The MWA is a Curtin University-led project consisting of antennas in Murchison Shire (800 km north of Perth), optical fibre data connectivity to Perth, and a large-scale data archive based at the Pawsey Supercomputing Centre.
The MWA is designed to look back in time, to study the formation of the first stars and galaxies in the universe, less than one billion years after the Big Bang (the universe is 13.8 billion years old).
It is a smaller scale prototype that is testing the types of challenges and technologies that will face the SKA proper, as well as producing scientifically valuable results in its own right.
After approximately 18 months of operations, the MWA has collected over 4 petabytes of data, which is enough data to fill 8 million average computer hard drives.
It is therefore one of the first astronomy facilities to enter the era of big data.

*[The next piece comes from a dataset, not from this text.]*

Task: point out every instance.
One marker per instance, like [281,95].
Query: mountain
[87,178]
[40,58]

The systems in the Murchison produce approximately 60 gigabits per second data streams (the average Australian internet is 6.9Mbps) that are processed in real-time on site, using GPU-based signal processing as the first stage in a hierarchical data processing strategy.
This set up means the MWA can produce data at a rate almost 8,700 times faster than the average Australian internet connection can download.
The output data streams from this processing are approximately an order of magnitude smaller than the input data streams and are transmitted over a dedicated 10 Gbps optical fibre network to the Pawsey Supercomputing Centre in Perth.
At the centre, the archiving and curation of accumulated datasets represents the next big data challenge.
Ensuring the integrity and discoverability of the archive requires significant effort for such a large-scale dataset.
Finally, the Pawsey Supercomputing Centre allows scientists around the world to access MWA data from the archive and process them.
This is the data analytics aspect of big data, where scientists invent new algorithms to manipulate data into images of the sky, catalogues of objects, and extract highly abstracted representations of the data, searching for subtle statistical signals within.
This is similar to the analytics problems that the commercial world is familiar with, discovering the information due to a small handful of important variables in amongst a very large number of possible variables, across a large volume of data.
The MWA is one of three precursor telescopes for the much larger Square Kilometre Array (SKA), approximately half of which will be built in the Murchison within a decade.
The MWA is the first to be fully operational, placing Western Australian astronomers and engineers at the forefront of international SKA developments and engaging with industry partners such as CISCO, Woodside and SIRCA.